On the other hand, Clinton may snake-charm the Republicans into actually getting some things done anyway. Her husband’s terms were marked by a real drive to do business in a way that we haven’t seen since (with a few fleeting exceptions), and one expects that Hillary Clinton will push for the same sort of action.

The main impediment to this will be the same problem this election poses: what do you do with the wet blankets? Trump’s a wet blanket on this election in the same way that the Freedom Caucus is on the ability to move government forward (even if it means making compromises). The usual strategy for the Republicans to shift on issues would be:

  1. Amidst a muted protest, the Democrats pass a bill (say, immigration reform).
  2. The Republicans shut up about the bill.
  3. After a few years, they accept the new status quo and don’t get hammered for it.

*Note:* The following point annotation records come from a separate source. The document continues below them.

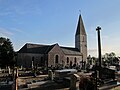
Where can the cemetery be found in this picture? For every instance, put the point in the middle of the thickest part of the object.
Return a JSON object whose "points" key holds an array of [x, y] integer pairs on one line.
{"points": [[65, 79]]}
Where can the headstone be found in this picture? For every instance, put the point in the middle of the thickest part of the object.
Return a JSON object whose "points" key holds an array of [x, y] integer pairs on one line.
{"points": [[74, 84], [9, 70], [50, 74], [32, 64]]}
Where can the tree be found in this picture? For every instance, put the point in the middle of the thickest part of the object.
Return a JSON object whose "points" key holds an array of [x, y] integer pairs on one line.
{"points": [[111, 59], [6, 52]]}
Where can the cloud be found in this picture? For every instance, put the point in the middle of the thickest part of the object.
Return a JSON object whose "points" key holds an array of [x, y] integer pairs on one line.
{"points": [[17, 30], [4, 32]]}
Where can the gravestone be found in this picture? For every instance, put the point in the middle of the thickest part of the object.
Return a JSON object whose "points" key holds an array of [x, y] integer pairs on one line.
{"points": [[50, 74], [74, 84]]}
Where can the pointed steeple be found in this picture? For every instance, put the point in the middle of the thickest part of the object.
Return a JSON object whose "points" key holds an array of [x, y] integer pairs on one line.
{"points": [[80, 27]]}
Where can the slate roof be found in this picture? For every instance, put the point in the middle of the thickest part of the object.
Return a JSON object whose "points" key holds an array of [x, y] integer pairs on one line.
{"points": [[35, 48], [80, 27], [44, 49], [70, 51]]}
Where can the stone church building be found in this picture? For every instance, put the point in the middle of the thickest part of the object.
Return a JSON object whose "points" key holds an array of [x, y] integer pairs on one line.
{"points": [[55, 55]]}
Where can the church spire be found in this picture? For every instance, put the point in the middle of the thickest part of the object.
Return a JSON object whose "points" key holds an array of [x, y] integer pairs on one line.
{"points": [[80, 27]]}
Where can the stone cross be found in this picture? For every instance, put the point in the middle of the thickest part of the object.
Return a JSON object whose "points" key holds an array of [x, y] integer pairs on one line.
{"points": [[74, 84]]}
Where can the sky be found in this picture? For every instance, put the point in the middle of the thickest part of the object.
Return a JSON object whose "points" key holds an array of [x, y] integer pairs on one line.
{"points": [[55, 21]]}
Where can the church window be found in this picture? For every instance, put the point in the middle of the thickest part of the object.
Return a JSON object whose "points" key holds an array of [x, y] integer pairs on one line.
{"points": [[56, 59], [75, 60], [83, 38], [42, 61], [33, 59], [67, 59]]}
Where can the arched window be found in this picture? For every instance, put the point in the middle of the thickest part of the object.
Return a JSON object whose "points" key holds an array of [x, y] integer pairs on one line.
{"points": [[67, 59], [75, 60], [33, 59], [42, 61], [56, 59]]}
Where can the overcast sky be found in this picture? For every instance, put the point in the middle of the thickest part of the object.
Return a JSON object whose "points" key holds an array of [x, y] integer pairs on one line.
{"points": [[55, 21]]}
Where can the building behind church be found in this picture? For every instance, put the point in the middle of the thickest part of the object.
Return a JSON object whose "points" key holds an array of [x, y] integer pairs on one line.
{"points": [[55, 55]]}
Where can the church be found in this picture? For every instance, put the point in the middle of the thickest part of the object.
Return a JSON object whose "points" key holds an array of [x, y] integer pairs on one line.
{"points": [[55, 55]]}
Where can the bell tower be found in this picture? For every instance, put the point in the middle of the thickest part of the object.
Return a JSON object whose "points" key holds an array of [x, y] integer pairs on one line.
{"points": [[81, 38]]}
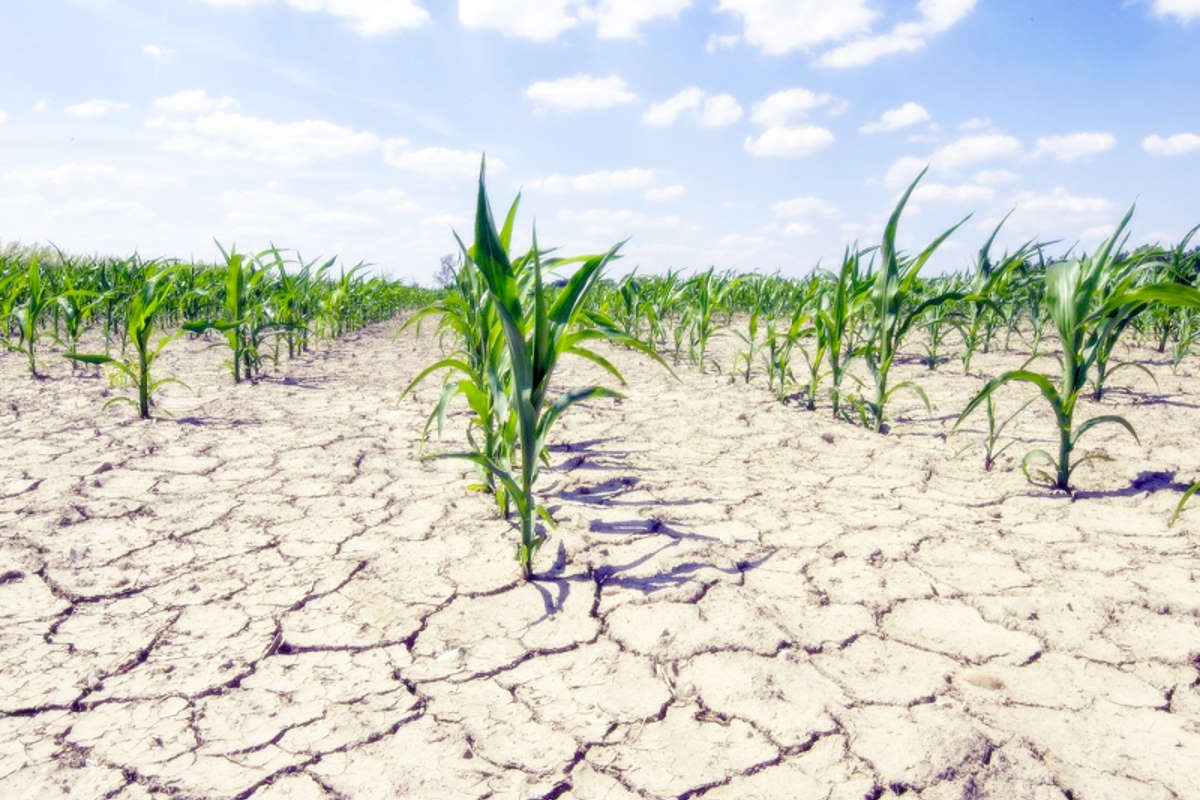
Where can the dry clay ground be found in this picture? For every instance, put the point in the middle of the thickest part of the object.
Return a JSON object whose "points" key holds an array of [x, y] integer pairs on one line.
{"points": [[271, 596]]}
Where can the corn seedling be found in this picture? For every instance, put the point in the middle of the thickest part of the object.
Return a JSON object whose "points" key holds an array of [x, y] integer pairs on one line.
{"points": [[538, 328], [1083, 318], [139, 314], [892, 292]]}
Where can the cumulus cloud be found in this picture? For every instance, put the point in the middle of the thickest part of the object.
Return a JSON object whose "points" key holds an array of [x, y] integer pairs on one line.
{"points": [[1072, 146], [1171, 145], [436, 161], [598, 182], [934, 17], [1183, 11], [366, 17], [711, 110], [607, 222], [780, 26], [804, 206], [898, 118], [1061, 202], [193, 101], [75, 174], [948, 193], [793, 142], [580, 91], [994, 176], [543, 20], [669, 110], [792, 104], [95, 108], [720, 110], [622, 18], [231, 136], [665, 193]]}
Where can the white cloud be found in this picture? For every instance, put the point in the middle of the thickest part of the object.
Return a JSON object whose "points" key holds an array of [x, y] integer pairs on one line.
{"points": [[95, 108], [791, 104], [367, 17], [543, 20], [616, 222], [598, 182], [1171, 145], [195, 101], [789, 142], [1072, 146], [445, 221], [804, 206], [669, 110], [75, 174], [231, 136], [1185, 11], [898, 118], [721, 42], [621, 18], [934, 17], [391, 200], [438, 162], [535, 19], [946, 193], [1061, 202], [720, 110], [961, 152], [712, 110], [102, 206], [973, 149], [995, 176], [904, 170], [665, 193], [798, 229], [779, 26], [741, 240], [581, 91]]}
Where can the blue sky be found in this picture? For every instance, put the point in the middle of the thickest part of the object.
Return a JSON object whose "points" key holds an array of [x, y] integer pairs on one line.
{"points": [[757, 134]]}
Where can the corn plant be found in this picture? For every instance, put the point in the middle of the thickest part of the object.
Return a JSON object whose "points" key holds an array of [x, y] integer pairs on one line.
{"points": [[539, 328], [143, 306], [839, 311], [1083, 318], [480, 362], [707, 293], [894, 287], [29, 302]]}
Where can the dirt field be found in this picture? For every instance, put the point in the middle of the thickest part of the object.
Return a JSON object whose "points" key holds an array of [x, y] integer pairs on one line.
{"points": [[271, 596]]}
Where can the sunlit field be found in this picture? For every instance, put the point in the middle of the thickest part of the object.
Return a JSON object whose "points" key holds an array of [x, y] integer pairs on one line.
{"points": [[276, 528]]}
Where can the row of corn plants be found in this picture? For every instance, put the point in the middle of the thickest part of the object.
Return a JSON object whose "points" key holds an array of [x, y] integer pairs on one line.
{"points": [[129, 310]]}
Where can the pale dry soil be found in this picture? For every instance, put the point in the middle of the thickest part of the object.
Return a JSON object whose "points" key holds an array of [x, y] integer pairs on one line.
{"points": [[271, 595]]}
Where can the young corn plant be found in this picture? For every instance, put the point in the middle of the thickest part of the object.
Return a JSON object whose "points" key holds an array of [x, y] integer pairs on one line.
{"points": [[837, 319], [1081, 318], [141, 312], [894, 311], [30, 300], [539, 328], [480, 362]]}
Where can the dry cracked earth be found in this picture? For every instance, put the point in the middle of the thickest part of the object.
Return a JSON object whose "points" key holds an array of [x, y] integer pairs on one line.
{"points": [[271, 595]]}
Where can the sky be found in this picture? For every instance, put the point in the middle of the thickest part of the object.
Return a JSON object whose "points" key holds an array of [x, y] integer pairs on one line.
{"points": [[749, 134]]}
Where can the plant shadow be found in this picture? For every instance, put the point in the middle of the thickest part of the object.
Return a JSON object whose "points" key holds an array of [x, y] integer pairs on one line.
{"points": [[1147, 482]]}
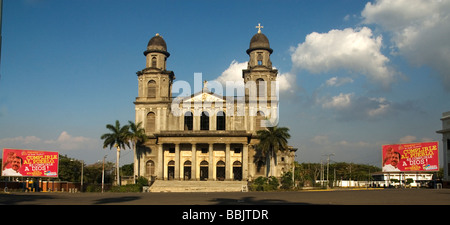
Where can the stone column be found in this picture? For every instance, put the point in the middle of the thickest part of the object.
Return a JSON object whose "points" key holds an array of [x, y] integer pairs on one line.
{"points": [[244, 161], [160, 164], [228, 164], [177, 161], [194, 163], [211, 162]]}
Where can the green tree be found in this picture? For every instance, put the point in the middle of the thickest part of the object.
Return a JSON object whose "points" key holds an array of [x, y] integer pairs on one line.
{"points": [[272, 140], [119, 138]]}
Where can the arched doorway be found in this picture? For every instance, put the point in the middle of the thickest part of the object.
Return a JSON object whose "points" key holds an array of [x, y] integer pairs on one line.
{"points": [[187, 170], [150, 168], [237, 170], [204, 170], [220, 170], [171, 170]]}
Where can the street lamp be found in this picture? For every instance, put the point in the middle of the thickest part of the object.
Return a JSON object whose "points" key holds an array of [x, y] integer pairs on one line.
{"points": [[103, 174], [82, 166]]}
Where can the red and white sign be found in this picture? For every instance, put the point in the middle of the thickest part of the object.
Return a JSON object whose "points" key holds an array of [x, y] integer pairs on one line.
{"points": [[411, 157], [29, 163]]}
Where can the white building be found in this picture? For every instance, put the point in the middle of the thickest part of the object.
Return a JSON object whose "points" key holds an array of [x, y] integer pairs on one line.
{"points": [[418, 179]]}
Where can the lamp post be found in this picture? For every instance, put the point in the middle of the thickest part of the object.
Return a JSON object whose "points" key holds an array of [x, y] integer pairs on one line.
{"points": [[82, 166], [103, 174]]}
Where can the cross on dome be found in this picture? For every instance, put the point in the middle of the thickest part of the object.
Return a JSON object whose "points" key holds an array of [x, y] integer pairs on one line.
{"points": [[259, 28]]}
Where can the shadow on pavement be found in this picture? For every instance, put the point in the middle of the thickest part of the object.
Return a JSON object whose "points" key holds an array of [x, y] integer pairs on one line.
{"points": [[253, 201], [117, 200]]}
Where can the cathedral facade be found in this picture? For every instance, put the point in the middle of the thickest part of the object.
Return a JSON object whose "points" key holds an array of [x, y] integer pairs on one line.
{"points": [[204, 135]]}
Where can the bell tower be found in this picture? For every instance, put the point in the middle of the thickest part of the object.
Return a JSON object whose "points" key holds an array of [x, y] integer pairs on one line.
{"points": [[259, 76], [155, 81]]}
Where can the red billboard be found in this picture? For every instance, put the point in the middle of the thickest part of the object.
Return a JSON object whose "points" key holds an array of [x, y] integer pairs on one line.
{"points": [[411, 157], [29, 163]]}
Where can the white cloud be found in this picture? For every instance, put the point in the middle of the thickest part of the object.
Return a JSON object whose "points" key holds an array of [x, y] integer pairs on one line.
{"points": [[66, 141], [354, 50], [339, 102], [419, 29], [337, 81]]}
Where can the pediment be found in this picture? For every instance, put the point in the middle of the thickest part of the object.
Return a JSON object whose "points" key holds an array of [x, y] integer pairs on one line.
{"points": [[204, 97]]}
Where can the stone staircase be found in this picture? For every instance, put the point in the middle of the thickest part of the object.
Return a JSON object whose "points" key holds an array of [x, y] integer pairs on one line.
{"points": [[198, 186]]}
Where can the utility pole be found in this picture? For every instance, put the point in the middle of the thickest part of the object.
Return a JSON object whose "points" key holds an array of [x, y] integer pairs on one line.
{"points": [[103, 174], [328, 167]]}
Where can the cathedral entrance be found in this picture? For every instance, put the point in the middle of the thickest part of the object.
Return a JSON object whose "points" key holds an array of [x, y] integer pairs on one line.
{"points": [[220, 170], [237, 170], [187, 170], [171, 170], [204, 170]]}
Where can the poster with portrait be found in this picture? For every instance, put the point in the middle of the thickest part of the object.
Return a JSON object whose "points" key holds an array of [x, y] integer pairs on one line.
{"points": [[410, 157], [29, 163]]}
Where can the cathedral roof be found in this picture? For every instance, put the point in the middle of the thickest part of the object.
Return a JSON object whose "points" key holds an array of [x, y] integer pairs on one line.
{"points": [[259, 41], [157, 44]]}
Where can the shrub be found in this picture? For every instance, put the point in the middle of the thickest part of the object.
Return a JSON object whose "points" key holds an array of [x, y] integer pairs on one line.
{"points": [[264, 184]]}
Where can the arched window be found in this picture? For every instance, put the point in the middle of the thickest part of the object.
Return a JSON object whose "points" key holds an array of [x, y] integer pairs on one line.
{"points": [[260, 87], [151, 89], [150, 168], [188, 121], [259, 59], [204, 121], [258, 119], [154, 62], [151, 125], [220, 121]]}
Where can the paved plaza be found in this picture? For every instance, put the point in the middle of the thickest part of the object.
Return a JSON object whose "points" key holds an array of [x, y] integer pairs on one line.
{"points": [[322, 197]]}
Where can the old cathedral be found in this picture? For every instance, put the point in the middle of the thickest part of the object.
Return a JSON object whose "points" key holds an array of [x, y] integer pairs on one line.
{"points": [[211, 137]]}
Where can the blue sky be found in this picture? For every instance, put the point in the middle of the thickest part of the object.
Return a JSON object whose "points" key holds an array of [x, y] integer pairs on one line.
{"points": [[355, 74]]}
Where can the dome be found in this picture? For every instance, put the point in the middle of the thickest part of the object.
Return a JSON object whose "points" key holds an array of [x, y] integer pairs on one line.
{"points": [[259, 41], [157, 44]]}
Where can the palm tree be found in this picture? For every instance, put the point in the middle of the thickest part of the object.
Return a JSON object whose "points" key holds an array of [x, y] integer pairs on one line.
{"points": [[119, 138], [272, 140], [137, 136]]}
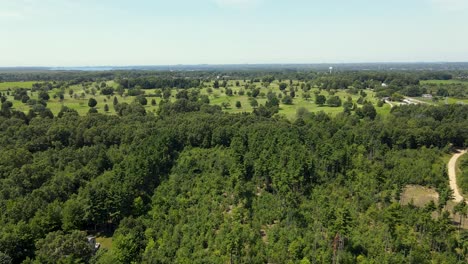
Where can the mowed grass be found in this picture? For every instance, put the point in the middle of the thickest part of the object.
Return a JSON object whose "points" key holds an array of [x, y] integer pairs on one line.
{"points": [[420, 196], [218, 96], [79, 99], [460, 170], [443, 82]]}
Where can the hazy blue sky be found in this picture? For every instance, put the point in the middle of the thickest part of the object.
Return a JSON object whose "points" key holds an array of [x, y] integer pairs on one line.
{"points": [[155, 32]]}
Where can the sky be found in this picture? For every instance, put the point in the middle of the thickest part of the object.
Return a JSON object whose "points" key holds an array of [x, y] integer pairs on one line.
{"points": [[167, 32]]}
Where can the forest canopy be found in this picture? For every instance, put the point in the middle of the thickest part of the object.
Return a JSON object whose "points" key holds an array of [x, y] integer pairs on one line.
{"points": [[191, 184]]}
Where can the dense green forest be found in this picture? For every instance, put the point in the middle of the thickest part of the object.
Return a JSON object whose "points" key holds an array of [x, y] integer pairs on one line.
{"points": [[191, 184]]}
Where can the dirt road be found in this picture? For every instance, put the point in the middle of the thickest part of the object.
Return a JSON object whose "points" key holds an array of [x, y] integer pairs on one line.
{"points": [[452, 167]]}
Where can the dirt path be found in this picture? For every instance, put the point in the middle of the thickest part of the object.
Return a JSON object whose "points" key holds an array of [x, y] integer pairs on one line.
{"points": [[452, 167]]}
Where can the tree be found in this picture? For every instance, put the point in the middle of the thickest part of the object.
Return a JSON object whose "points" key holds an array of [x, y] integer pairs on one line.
{"points": [[225, 105], [92, 102], [43, 95], [253, 102], [283, 86], [58, 247], [320, 99], [367, 110], [287, 100], [141, 100], [334, 101]]}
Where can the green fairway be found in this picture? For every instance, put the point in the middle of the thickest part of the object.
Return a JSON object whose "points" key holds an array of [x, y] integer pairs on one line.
{"points": [[78, 100], [443, 82]]}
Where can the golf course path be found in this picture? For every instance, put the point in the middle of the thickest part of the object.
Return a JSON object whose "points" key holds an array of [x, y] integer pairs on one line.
{"points": [[452, 167]]}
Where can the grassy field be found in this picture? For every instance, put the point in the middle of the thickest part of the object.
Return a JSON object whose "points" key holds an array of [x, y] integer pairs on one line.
{"points": [[418, 195], [462, 174], [79, 99], [443, 82], [4, 86]]}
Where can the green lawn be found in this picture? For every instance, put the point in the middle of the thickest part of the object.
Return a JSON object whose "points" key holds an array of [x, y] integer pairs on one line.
{"points": [[79, 99], [443, 81], [462, 174], [4, 86]]}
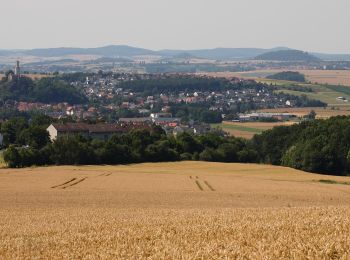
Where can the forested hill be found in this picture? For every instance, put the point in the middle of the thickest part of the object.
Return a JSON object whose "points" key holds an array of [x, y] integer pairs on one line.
{"points": [[46, 90], [288, 55]]}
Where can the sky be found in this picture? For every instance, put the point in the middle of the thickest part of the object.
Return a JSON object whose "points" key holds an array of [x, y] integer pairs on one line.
{"points": [[309, 25]]}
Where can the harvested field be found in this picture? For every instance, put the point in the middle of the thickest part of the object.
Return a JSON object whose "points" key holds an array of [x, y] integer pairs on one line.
{"points": [[158, 211], [330, 77], [249, 129]]}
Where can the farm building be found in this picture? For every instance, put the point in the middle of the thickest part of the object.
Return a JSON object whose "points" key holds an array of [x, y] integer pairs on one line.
{"points": [[98, 131]]}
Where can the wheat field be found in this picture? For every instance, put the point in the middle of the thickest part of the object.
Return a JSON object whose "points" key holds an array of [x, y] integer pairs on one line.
{"points": [[187, 210]]}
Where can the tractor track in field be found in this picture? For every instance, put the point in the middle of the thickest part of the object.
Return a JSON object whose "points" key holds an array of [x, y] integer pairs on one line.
{"points": [[70, 183], [202, 185]]}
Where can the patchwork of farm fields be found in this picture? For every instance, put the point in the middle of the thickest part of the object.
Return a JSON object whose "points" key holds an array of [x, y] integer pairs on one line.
{"points": [[181, 210], [326, 85]]}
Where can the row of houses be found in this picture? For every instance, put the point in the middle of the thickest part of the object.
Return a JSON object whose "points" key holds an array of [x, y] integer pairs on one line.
{"points": [[104, 131], [265, 116], [96, 131]]}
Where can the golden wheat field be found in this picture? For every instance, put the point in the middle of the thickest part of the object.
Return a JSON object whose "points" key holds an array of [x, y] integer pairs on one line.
{"points": [[187, 210]]}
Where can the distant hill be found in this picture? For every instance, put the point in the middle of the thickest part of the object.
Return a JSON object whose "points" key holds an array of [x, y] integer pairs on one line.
{"points": [[124, 51], [289, 76], [332, 57], [288, 55], [107, 51], [221, 53]]}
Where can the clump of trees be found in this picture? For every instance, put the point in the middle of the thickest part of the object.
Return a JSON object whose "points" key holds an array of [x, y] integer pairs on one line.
{"points": [[320, 146], [134, 147]]}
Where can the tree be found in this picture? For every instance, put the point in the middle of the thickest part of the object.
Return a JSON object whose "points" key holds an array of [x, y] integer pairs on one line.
{"points": [[35, 136], [12, 157]]}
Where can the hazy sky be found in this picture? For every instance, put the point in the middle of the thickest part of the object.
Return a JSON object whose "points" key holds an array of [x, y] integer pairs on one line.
{"points": [[311, 25]]}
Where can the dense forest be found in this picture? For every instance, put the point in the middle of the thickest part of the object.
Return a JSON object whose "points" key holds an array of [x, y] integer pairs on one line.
{"points": [[319, 146], [45, 90], [289, 76], [288, 55]]}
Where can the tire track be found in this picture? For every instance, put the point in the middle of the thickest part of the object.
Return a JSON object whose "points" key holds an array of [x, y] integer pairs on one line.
{"points": [[53, 187], [74, 183]]}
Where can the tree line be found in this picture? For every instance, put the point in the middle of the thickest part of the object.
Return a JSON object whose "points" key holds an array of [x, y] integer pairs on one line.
{"points": [[45, 90]]}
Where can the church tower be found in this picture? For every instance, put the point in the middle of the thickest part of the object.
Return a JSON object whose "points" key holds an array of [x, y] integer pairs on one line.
{"points": [[17, 70]]}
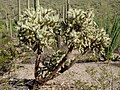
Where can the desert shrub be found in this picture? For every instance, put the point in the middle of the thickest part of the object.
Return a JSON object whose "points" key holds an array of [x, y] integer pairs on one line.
{"points": [[102, 78]]}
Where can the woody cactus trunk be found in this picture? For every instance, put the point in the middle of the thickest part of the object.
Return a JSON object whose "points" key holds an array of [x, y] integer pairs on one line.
{"points": [[38, 30]]}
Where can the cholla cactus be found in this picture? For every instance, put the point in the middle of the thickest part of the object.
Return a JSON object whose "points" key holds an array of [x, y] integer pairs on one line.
{"points": [[38, 26], [39, 29], [83, 32]]}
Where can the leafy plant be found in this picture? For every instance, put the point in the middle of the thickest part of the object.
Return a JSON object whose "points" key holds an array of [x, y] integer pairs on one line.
{"points": [[38, 30]]}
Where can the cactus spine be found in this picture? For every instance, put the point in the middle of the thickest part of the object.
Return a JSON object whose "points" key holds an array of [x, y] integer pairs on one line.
{"points": [[28, 4], [36, 4], [19, 10]]}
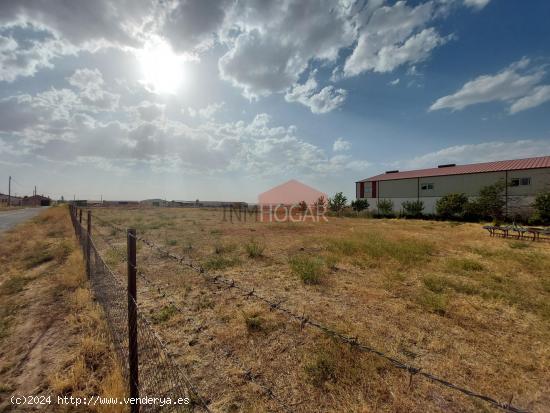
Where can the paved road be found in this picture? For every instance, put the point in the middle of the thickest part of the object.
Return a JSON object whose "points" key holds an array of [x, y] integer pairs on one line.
{"points": [[9, 219]]}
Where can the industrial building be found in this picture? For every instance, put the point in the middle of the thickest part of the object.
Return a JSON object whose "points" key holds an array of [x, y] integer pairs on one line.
{"points": [[525, 179]]}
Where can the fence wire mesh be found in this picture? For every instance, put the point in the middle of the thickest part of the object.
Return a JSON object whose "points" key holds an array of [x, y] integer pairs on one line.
{"points": [[159, 375]]}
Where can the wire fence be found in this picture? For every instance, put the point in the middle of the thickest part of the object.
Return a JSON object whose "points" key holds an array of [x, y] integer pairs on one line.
{"points": [[302, 319], [159, 375]]}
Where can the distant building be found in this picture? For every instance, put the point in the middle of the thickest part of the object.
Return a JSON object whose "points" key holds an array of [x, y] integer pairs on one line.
{"points": [[36, 201], [524, 177], [156, 202], [15, 201], [290, 193]]}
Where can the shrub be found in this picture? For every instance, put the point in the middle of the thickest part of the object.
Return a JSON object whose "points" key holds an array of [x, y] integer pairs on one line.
{"points": [[413, 208], [321, 369], [385, 207], [254, 322], [542, 207], [309, 269], [254, 249], [491, 200], [320, 204], [359, 205], [337, 202], [451, 205], [219, 262]]}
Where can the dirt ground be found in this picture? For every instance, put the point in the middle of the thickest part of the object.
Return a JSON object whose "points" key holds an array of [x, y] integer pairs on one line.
{"points": [[442, 296], [53, 340]]}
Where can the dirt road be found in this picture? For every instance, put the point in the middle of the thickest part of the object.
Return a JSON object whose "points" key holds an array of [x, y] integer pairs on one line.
{"points": [[9, 219]]}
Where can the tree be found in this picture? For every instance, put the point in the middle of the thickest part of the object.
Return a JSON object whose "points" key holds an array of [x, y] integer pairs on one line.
{"points": [[451, 205], [385, 207], [413, 208], [491, 200], [320, 204], [337, 202], [359, 205], [542, 207]]}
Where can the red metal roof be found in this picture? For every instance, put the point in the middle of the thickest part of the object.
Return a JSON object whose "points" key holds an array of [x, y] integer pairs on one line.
{"points": [[528, 163]]}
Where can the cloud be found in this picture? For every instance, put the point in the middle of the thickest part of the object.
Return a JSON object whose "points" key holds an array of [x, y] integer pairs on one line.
{"points": [[480, 152], [24, 57], [393, 36], [341, 145], [515, 85], [476, 4], [81, 22], [192, 25], [538, 96], [92, 95], [318, 101], [271, 44], [57, 127]]}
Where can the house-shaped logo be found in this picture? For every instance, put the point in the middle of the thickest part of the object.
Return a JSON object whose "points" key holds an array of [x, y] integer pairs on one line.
{"points": [[290, 193]]}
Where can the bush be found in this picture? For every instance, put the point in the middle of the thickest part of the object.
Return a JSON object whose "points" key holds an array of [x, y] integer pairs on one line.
{"points": [[451, 205], [337, 202], [413, 208], [359, 205], [254, 249], [385, 207], [491, 200], [542, 207], [309, 269]]}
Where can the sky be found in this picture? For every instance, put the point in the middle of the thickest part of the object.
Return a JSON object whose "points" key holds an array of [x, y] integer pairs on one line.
{"points": [[224, 99]]}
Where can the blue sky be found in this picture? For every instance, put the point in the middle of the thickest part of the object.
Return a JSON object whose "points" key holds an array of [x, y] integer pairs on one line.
{"points": [[222, 100]]}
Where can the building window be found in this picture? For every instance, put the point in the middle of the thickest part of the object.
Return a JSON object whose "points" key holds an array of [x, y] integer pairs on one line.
{"points": [[520, 181]]}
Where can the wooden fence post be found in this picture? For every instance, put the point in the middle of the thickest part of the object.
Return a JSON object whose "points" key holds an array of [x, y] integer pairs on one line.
{"points": [[88, 244], [132, 319]]}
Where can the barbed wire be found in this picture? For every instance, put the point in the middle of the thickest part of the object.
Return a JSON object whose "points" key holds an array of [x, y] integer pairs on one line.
{"points": [[353, 341], [248, 374], [176, 374]]}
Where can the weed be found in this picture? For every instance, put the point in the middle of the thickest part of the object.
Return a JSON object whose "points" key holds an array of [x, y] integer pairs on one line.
{"points": [[320, 369], [254, 322], [434, 283], [222, 248], [38, 255], [14, 285], [309, 269], [434, 302], [519, 245], [374, 246], [165, 314], [463, 265], [254, 249], [219, 262]]}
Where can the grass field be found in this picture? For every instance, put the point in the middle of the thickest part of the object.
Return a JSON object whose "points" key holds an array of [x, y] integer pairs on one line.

Basically the opposite of what they did with the Affordable Care Act.

But with the wet blankets, they will constantly bitch and moan about the issue, try to shut down the government, work to have their allies primaried, and so on. And in order for someone like Paul Ryan to even gain the speakership, he has to give them some concessions (i.e., a microphone for them to yell into).

Probably, if they gave the Freedom Caucus the speakership, it wouldn’t take long for them to bungle it enough that it would return to a moderate. But the problem is the further damage that would inflict.

The real brass ring may be a 218-217 Congress, favoring the Republicans, with some moderate(s) threatening to go Democrat if the FC doesn’t FO. We probably won’t get that lucky, so we’ll just have to hope Hillary Clinton can motivate legislative action like her husband did.